BBC News - The bedbugs of New York turn up in BBC studios
The UN has been battling the bedbugs in various parts of its office complex
By Barbara Plett
BBC News, New York
Infestations of bedbugs have spread across New York and no-one knows where they will turn up next.
In recent days there has been a buzz of activity in the UN's corridors of power: intense discussions in the hallways, reporters conferring in hushed tones, a flurry of e-mails.
Are the Palestinians about to declare statehood? Is the Security Council about to authorise a military strike on Iran? Is civil war breaking out again in Sudan?
Nope. Something of much greater import if you are a UN correspondent: a creeping infestation of bedbugs.
This is a scourge currently afflicting New York, with the bugs running rampant through hotels and, if one believes the rather hysterical media coverage, spreading in an uncontrolled contagion to buildings such as theatres, shops, restaurants and homes.
Bloodsucking pests
Now, bedbugs are not dangerous or life-threatening, although their bites itch and sting.
If a dog smells a bedbug, he or she will bark
The real pain is that, once a place is infested, a major and expensive fumigation process is required to get rid of them.
A month ago, the UN finally admitted it had been battling the blood-sucking pests in various parts of its sprawling office complex for more than a year.
So their eventual discovery in the UN media centre had an air of grim inevitability about it.
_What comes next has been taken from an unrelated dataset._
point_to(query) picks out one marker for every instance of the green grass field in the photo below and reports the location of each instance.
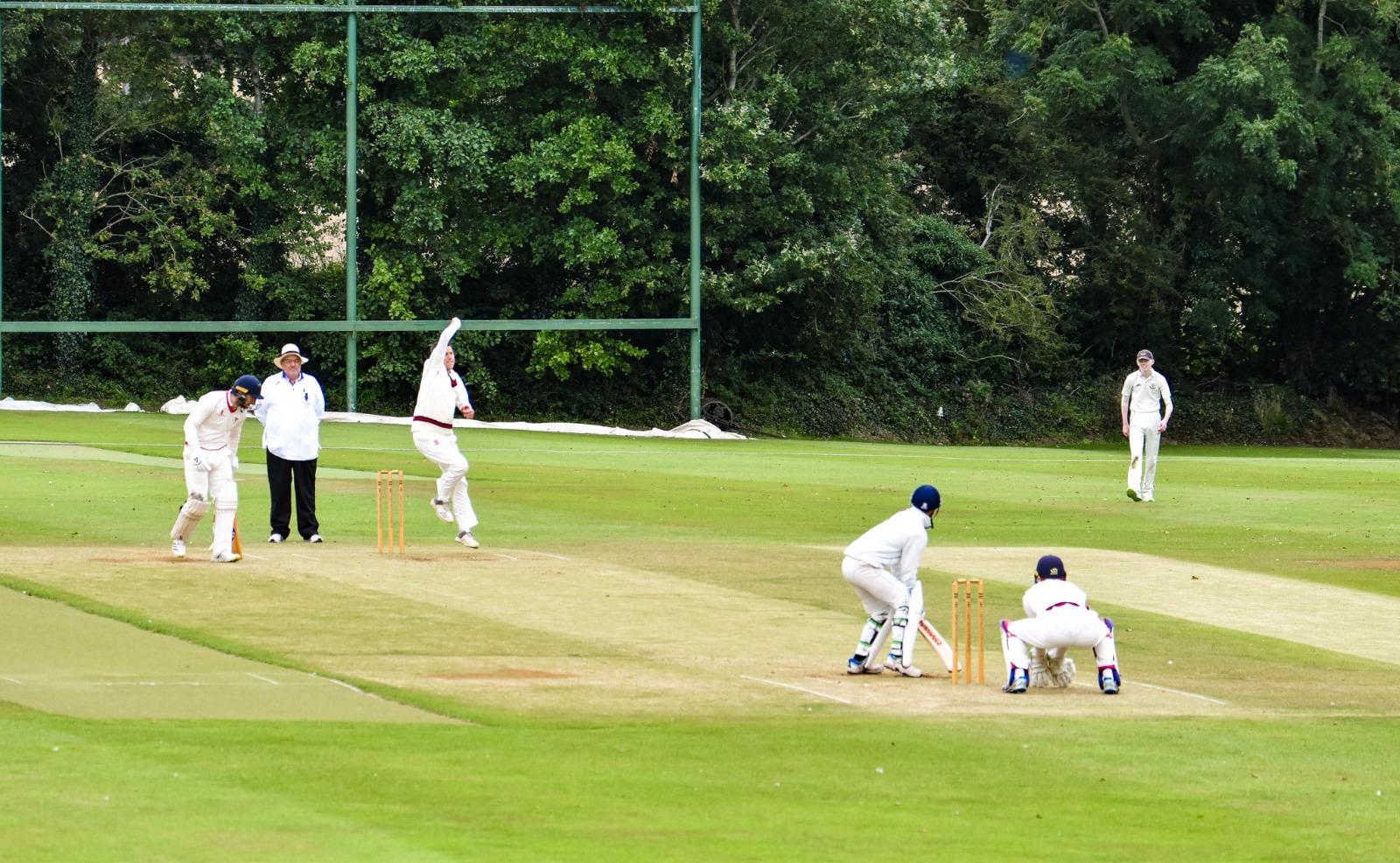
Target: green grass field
(646, 659)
There is only one way to sniff out bedbugs - with dogs. If a dog smells a bedbug, he or she will bark.
So at the demand of the UN press corps, Rover (or some version of him) was enlisted, and we waited with bated breath for the results.
The e-mail came at midnight and yes - unlike the famous Sherlock Holmes story in which the dog does not bark in the night time - this time, it did (in two studios, no less).
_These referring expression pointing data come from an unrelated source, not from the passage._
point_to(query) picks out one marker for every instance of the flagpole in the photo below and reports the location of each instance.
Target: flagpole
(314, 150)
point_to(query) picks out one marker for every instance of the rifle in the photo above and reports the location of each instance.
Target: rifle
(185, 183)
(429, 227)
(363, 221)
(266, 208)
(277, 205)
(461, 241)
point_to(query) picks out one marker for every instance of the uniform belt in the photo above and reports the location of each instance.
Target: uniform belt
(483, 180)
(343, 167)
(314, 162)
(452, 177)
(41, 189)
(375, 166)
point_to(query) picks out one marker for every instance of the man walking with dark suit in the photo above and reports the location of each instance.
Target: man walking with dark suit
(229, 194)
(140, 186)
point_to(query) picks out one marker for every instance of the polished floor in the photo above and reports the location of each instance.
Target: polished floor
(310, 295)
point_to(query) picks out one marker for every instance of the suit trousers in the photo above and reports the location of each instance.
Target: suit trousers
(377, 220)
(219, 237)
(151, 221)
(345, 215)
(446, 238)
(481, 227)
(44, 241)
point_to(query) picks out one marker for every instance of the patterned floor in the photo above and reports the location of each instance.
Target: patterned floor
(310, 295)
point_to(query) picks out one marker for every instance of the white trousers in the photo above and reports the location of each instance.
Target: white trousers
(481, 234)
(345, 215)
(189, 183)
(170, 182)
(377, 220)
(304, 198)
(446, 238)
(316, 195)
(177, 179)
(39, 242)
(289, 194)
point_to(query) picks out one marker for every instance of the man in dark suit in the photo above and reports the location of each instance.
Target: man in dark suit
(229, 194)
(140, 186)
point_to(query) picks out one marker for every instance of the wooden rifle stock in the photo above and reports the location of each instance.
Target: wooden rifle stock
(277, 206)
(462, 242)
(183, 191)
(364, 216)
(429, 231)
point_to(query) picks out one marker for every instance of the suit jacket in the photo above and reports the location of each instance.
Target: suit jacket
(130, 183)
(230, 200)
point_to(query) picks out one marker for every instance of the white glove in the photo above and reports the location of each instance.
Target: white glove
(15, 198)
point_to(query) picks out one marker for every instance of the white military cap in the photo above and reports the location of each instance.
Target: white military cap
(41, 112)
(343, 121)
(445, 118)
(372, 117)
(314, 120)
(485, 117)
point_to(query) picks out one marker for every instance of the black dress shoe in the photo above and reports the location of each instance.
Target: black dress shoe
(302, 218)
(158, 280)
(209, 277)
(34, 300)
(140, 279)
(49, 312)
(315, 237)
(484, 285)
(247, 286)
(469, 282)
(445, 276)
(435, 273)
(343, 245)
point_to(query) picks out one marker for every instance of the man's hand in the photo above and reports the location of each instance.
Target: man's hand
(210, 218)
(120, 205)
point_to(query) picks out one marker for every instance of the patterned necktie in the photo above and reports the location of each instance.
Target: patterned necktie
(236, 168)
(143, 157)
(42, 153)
And one of them was ours. Oh the shame. Oh the horror.
Stigma
But what to do?
At first we had very quiet conversations about fumigation, trying to delay the inevitable exposure. It was hopeless.
We agreed that worse than the BBC having bedbugs would be for the BBC to cover up having bed bugs.
One person threw caution to the wind and knocked on our door to express solidarity...but most gave the BBC office a wide berth
In any case, everyone already knew. That is one of the banes of working in a media centre where journalists have a Rover-like nose for stories.
Some turned it into a joke.
One threw caution to the wind and knocked on our door to express solidarity: "I know what it feels like to be stigmatised," he said, "I've had bedbugs."
But most gave the BBC office a wide berth.
In panic, I turned to my husband.
He was dismissive. This terror of bedbugs is ludicrous, he said. It's all part of the culture of fear in America, the latest version of "reds under the bed". First it was communists, then Obama the Islamist terrorist, and now bedbugs.
Others who were accustomed to the intrigues of the UN pushed the conspiracy theory further. The question here, said one, is why has the BBC been "singled out"?
Bug corpse
I was in no mood to start drawing up an imaginary list of saboteurs, especially since the bugs in my studio were not of the old fashioned "spy" variety.
Bedbugs measure up to 5mm acrossStill, at this stage, none of us had actually seen any sign of the terrible beasts, not even a bite.
After the fumigation, one of my BBC colleagues scoured the room. "Here," he said, "is a bedbug corpse."
I looked at the black speck on his finger. "Where are the head and legs," I asked after a long pause.
"Bedbugs are very small," he said solemnly. "Almost invisible," I suggested.
I asked the man in charge of the UN's bedbug operations to describe one.
I looked up to him as a kind of Indiana Jones of bedbug search and rescue, hunting them down in the nether regions of the UN with his canny canine.
"I don't know," he answered. "I've never seen one. We go by the dog. If it barks, we're on the scent. If it barks a lot, we get a second opinion - from another dog."
These dogs are in great demand, the new heroes for panicked New Yorkers. But there are also complaints of false positives, of dogs detecting bugs that are not there.
It was a thought to cheer me as the fumigations continued. The bugs were barked out of our studio but then sniffed in the press conference room. More inspections are slated.
"How bad is it," asked a correspondent from the rival CNN network, clearly worried that the bed bugs were on the march.
"I don't know," I said gravely, "all we know is that the dog barked."
"Huh, that means nothing," he said, shifting instantly from concerned colleague to competitor.
"I also bark when I pass a BBC studio."